Inspiration

Breast cancer outcomes depend heavily on early detection, yet in many healthcare settings radiologists are overburdened or unavailable. Most AI systems frame this as a binary classification problem, but clinical decision-making is rarely binary. What matters in practice is risk and urgency, not just labels.

This project was inspired by the idea that AI should assist triage, not replace clinicians—helping prioritize high-risk cases so limited expert time is spent where it matters most.

What it does

AI Cancer Triage System analyzes breast ultrasound images and produces:

  • Class probabilities (normal, benign, malignant)
  • A calibrated risk score between 0 and 1
  • A triage-oriented output that helps rank cases by urgency

Instead of making a hard diagnosis, the system estimates how risky a case is, enabling clinicians to review the most critical cases first.

How we built it

  • Trained a convolutional neural network (EfficientNet backbone) on breast ultrasound images.
  • Designed a lightweight classification head to keep the model efficient and deployable.
  • Applied temperature scaling on validation data to calibrate model confidence.
  • Converted calibrated probabilities into a continuous risk score rather than a single class label.
  • Built a web interface and backend using AI-assisted development tools (vibe coded with lovable.dev), replacing placeholder inference logic with real model predictions.
  • Integrated the model into an end-to-end pipeline from image upload to risk estimation.

Challenges we ran into

  • Neural networks are often overconfident, which is dangerous in medical settings.
  • Connecting a real ML model to an AI-generated backend under tight time constraints required careful debugging.
  • Balancing medical responsibility with hackathon scope—ensuring the system supports clinicians rather than pretending to diagnose.
  • Limited time meant architectural decisions had to be simple but defensible.
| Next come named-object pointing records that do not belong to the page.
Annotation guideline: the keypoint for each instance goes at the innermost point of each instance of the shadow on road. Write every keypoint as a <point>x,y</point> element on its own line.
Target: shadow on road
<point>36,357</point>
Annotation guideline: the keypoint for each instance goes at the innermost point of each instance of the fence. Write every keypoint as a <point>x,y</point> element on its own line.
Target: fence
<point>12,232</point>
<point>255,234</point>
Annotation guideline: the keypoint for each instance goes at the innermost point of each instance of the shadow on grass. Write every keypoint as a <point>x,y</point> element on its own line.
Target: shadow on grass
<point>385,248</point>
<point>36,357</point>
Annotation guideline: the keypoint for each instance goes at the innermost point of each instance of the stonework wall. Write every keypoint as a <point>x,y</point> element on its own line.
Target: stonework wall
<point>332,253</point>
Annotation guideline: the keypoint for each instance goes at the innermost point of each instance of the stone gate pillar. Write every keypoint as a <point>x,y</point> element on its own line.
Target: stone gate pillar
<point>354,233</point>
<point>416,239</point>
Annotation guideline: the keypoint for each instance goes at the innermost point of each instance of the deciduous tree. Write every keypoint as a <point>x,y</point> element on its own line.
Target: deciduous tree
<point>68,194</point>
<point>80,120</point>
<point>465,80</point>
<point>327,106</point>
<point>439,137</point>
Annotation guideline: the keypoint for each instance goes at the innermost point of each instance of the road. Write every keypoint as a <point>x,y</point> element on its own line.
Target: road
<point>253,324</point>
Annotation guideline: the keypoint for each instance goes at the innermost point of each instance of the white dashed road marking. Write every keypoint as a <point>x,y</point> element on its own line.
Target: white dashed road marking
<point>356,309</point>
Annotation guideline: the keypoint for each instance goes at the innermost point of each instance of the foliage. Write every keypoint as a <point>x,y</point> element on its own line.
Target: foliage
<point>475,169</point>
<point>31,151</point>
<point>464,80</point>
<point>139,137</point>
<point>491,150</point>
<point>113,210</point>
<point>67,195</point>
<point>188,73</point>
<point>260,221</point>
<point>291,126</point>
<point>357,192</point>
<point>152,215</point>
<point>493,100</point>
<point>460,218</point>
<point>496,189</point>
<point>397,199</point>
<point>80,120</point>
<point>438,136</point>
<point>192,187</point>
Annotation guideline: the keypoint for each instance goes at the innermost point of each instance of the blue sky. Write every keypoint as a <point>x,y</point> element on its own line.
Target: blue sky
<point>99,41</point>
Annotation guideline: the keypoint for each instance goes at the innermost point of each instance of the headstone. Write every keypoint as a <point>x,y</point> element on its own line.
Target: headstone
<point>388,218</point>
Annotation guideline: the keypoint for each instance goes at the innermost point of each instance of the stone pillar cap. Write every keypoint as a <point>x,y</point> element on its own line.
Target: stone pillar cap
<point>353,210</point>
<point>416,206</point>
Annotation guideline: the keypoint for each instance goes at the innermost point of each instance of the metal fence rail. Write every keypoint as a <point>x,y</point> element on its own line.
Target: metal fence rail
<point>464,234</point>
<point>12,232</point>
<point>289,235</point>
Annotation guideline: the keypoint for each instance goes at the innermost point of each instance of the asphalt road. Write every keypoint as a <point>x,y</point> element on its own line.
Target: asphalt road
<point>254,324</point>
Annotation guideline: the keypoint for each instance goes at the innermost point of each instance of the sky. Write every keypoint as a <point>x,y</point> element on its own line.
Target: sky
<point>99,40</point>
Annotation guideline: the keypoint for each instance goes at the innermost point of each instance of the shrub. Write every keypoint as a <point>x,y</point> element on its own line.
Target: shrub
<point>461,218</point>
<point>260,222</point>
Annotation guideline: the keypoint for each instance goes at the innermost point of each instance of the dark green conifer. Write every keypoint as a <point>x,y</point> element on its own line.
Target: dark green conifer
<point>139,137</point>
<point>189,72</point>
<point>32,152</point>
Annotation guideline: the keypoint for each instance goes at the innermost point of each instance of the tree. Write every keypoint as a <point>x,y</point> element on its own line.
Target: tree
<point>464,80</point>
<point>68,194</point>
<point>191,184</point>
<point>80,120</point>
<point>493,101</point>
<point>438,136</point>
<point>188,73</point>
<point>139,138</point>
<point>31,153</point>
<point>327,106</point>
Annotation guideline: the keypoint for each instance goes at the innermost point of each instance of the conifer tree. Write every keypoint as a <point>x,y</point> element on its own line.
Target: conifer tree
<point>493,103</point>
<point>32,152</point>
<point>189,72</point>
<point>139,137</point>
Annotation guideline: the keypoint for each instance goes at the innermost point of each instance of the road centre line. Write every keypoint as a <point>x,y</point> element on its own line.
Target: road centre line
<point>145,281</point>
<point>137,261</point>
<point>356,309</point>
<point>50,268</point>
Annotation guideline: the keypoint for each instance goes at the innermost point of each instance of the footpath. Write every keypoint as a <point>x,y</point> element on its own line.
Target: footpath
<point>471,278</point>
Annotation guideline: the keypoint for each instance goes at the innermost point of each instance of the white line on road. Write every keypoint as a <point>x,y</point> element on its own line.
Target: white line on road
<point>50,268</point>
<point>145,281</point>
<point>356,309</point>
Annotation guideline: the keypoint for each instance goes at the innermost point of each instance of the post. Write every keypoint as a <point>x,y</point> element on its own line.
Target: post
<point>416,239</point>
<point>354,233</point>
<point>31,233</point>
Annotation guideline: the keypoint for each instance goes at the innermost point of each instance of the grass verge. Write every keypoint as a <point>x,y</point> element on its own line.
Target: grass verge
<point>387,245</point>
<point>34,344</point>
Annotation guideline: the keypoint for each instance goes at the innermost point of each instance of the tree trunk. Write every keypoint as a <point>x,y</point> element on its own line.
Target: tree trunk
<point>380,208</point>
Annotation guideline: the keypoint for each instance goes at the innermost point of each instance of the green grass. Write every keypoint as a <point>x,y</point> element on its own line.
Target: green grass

Accomplishments that we're proud of

  • Built a fully working risk-based triage system, not just a classifier.
  • Successfully implemented post-training calibration to improve reliability.
  • Delivered an end-to-end AI system under a strict deadline.
  • Designed the system with clinical decision support in mind rather than pure accuracy.

What we learned

  • Model calibration is as important as accuracy in real-world AI.
  • Continuous risk estimates are more useful than hard predictions for medical triage.
  • AI-assisted “vibe coding” can accelerate development, but ML integration still requires deep technical understanding.
  • Clear problem framing prevents overengineering and improves impact.

What's next for AI Cancer Triage System

  • Clinical validation on larger and more diverse datasets.
  • Improved risk modeling using ordinal or cost-sensitive learning.
  • Integration with hospital workflows and PACS systems.
  • Support for additional imaging modalities and explainability tools.
  • Collaboration with clinicians to refine triage thresholds and usability.